Petrobras’ (PBR) big share sale has killed the company’s price. Petrobras has the oil reserves, technology, and soon — the final piece – the money to begin a massive expansion of its offshore oil reserves. And its price is down 25%. From Canada’s Globe and Mail…
Brazilian state oil company Petrobras (PZE-N15.720.463.01%) will sell up to $64.5-billion in new stock – one of the largest in capital markets history – to raise funds for the world’s biggest oil exploration investment plan.
The company will offer 1.59 billion new preferred shares and 2.17 billion new common shares, Petrobras said in a statement published in Valor Economico newspaper, for an operation that includes a $43-billion state-backed oil-for-shares swap.
At Thursday’s closing price for the stocks, the company would raise 67.8 billion reais ($39.2-billion) from the sale of common shares and another 43.8 billion reais ($25.4-billion) from the preferred shares, making it one of the world’s largest- ever stock offerings.

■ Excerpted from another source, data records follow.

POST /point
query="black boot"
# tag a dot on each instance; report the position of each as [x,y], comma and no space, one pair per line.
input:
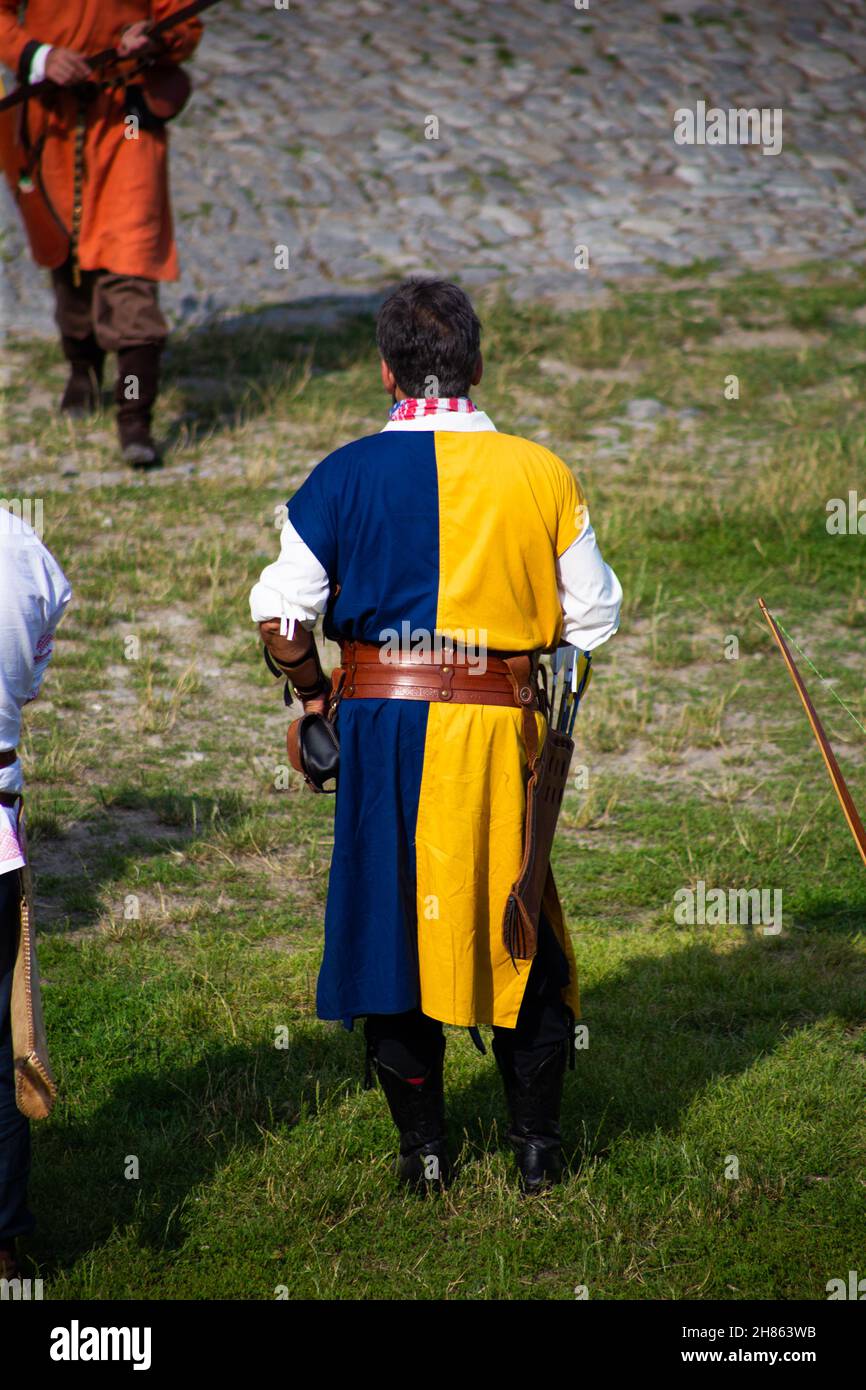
[534,1094]
[85,381]
[138,381]
[417,1109]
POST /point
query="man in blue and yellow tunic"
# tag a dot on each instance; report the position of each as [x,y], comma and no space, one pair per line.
[438,530]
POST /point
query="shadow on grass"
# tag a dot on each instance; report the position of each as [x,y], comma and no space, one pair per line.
[660,1030]
[182,1123]
[663,1029]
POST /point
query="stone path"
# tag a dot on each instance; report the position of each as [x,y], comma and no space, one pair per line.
[555,129]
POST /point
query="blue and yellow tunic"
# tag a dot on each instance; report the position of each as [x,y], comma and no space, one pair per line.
[439,531]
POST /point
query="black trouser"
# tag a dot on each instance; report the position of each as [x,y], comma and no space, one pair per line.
[410,1043]
[14,1129]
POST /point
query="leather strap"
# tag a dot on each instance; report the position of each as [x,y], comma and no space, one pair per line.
[448,679]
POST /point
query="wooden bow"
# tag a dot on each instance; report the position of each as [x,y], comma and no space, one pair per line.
[97,61]
[823,742]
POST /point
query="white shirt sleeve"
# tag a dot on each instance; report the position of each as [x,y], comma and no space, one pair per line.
[34,595]
[293,588]
[590,592]
[38,61]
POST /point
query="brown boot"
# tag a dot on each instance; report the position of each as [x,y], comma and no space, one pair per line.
[84,387]
[138,380]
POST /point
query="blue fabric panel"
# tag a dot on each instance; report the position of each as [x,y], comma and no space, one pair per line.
[370,514]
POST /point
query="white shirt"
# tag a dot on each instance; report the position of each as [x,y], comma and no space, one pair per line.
[295,588]
[34,594]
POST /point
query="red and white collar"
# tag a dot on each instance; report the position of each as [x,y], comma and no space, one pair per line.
[438,413]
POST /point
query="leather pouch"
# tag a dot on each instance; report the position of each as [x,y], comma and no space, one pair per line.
[313,748]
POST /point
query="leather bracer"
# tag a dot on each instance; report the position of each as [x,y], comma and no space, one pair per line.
[296,659]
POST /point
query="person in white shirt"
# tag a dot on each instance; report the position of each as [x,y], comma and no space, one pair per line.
[34,595]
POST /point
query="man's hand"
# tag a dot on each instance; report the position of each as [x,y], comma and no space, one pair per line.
[136,41]
[66,67]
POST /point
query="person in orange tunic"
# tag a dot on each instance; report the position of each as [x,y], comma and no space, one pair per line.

Petrobras expects to begin bookbuilding Sept. 3, and price the share sale on Sept. 23.
The plan has become the financial cornerstone of the company’s $224-billion five-year investment plan meant to turn Brazil into a major oil exporter by tapping oil buried deep under the ocean floor in a region known as the subsalt.
The company faces skepticism by investors who have questioned the high price for the oil reserves to be used in the state-backed oil-for-shares swap arrangement, which has sparked fears Petrobras may be overpaying for the assets and diluting shares.
Under the terms of the $43-billion oil-for-shares swap, Petrobras said on Wednesday it agreed to exchange part of the stock to be issued for development rights to 5 billion barrels of offshore oil at a price of $8.51 per barrel – far above the $5 to $6 per barrel that markets saw as fair.
The swap will endow Petrobras’ assets with valuable oil reserves.
If you’re ever going to buy into Petrobras, now would be the time. It’s not the perfect oil company (if there is such a thing). But it has the one thing most oil majors lack: big oil reserves which are growing.